Without a doubt the best kind of people to give Jumanji to would be kids who're familiar with the film, but not yet old enough to get their thick heads around summat more complex and haven't played much better. Hell, Blast! Claim to be "the leading video game company aimed exclusively at the younger children's market", as their website says. If you or someone you know fit this description, then bravo, you'll forge many happy memories with Jumanji. But even if you just have an open mind and some patience, then I'd still recommend picking it up. This has been one of my more negative reviews to date, but that's just because the topic of discussion was such a perfect license for a radical multiplayer experience let down by missed opportunity. I don't blame Blast! really, since I'm well aware of how restricting making a cheapo game can be, but when one plays their game, there's a rather large elephant in the room the whole time. And no, he will not be sated with a liberal shouting of "Jumanji!"
I suggest selecting the options which result in the shortest game, possibly unless you have a complete squad of four involved; the A.I. just isn't very sporting to compete against.

A rage-inducingly large number of people are put off by 2D games, much like how folk dismiss black and white films. Fools such as these will hate Jumanji unconditionally, but anyone not held back by such prejudices should find something to like. Monopoly Party is the better board game video game, but loses points for having a clearly-established game to copy. Jumanji just works with the vague details gleaned from the film, and so deserves some credit for effort.
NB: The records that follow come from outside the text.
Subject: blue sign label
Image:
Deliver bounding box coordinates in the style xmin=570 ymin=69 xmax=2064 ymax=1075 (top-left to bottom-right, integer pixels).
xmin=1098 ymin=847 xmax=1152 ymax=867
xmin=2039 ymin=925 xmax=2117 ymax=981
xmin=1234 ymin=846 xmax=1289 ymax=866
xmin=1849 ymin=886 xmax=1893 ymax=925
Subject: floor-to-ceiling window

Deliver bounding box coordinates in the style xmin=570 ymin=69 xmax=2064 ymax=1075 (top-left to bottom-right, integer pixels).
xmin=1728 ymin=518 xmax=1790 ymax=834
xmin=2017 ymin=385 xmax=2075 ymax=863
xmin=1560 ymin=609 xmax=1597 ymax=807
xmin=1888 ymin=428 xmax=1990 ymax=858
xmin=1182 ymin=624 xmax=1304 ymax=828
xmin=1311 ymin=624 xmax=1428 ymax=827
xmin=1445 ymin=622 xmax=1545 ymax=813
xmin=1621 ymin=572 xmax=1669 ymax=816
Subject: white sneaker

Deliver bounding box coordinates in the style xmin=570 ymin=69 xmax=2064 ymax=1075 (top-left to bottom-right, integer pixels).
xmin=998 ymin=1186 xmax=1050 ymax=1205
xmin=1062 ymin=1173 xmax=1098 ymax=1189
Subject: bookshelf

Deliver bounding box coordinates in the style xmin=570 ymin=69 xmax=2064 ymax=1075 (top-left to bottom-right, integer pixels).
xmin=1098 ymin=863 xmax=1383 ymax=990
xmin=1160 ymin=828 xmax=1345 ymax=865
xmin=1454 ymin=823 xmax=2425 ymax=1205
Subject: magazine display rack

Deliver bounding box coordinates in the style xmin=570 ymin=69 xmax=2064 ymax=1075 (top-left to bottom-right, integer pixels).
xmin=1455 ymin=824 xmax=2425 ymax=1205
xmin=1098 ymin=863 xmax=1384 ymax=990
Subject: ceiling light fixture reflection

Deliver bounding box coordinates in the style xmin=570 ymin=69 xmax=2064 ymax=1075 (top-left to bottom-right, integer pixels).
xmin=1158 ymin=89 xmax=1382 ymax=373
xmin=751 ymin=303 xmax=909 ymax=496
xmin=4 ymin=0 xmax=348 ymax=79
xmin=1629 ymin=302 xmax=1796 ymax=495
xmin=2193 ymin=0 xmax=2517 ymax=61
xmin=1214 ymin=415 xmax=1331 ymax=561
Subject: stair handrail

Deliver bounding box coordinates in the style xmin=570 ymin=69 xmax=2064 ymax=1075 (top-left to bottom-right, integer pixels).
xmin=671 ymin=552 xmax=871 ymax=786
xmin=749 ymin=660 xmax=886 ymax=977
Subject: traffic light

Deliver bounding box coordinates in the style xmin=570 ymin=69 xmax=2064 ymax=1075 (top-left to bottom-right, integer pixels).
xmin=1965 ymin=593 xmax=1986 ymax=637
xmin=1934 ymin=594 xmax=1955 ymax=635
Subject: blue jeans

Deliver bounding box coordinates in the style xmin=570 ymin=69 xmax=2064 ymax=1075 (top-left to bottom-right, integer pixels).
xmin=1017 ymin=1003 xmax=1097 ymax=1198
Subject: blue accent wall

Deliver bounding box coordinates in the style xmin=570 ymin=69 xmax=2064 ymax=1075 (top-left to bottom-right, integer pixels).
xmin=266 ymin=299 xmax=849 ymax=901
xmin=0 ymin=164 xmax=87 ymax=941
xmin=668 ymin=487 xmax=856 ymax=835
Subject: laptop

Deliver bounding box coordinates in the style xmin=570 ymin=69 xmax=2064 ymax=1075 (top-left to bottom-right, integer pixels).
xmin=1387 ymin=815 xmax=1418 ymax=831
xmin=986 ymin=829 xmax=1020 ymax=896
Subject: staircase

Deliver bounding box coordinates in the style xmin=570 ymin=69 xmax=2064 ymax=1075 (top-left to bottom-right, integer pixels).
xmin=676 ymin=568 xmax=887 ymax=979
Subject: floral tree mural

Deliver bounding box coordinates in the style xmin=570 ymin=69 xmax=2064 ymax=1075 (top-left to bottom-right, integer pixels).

One of the best things that Jumanji the game has done since my acquisition of it is get me to watch Jumanji the movie again after many years. On Video, no less; I wouldn't have it any other way. Ever since that all I want to do is see Zathura, since that's supposed to be the same thing, only with B-movie robots! That loose connection by itself is reason enough to buy the Jumanji game. Then again, the worst thing that the game does is not have a single trace of Robin Williams. Like him or loathe him, you have to admit that the movie was basically built around him, and so he's a pivotal part of the Jumanji canon. Not having him in here is like not having nuts in a Snickers!

*Insert joke about Robin Williams' career here*

Long story short, buy Jumanji. And some delicious Snickers.

P.S. Blast! should be congratulated for having such a sweet logo; it's a smiling bomb winking at you! That's glorious!

I remember seeing this game at my local Blockbuster and wondering why it was made so long after the movie's theatrical run. I wanted to try it, but I didn't and quickly forgot about it after they either sold their copies or pulled them from the shelf. Sounds like I missed out on something pretty good.

I remember seeing this game at my local Blockbuster and wondering why it was made so long after the movie's theatrical run. I wanted to try it, but I didn't and quickly forgot about it after they either sold their copies or pulled them from the shelf. Sounds like I missed out on something pretty good.

It's a fun if limited party game. Best for kiddies, but a mate and I enjoyed a match for most of an hour, so it's got wide appeal.

And I'm glad somebody actually replied with something! Relevant, too! Many thanks.

Love the review. I just laughed uncontrollably at the "insert joke about Robin Williams' career" bit. Probably because I had to sit through the movie "Old Dogs" recently.

I don't think I'll ever find this game but if I do I'll be sure to pick it up.

psychic psycho:
Love the review. I just laughed uncontrollably at the "insert joke about Robin Williams' career" bit. Probably because I had to sit through the movie "Old Dogs" recently.

I don't think I'll ever find this game but if I do I'll be sure to pick it up.

I've never had anyone admit to actual laughter brought on by a review of mine before! Many thanks, sir.

As for picking the game up, I definitely would so just that, though you shouldn't expect a masterpiece by any means. A simple and enjoyable party piece, but nothing special.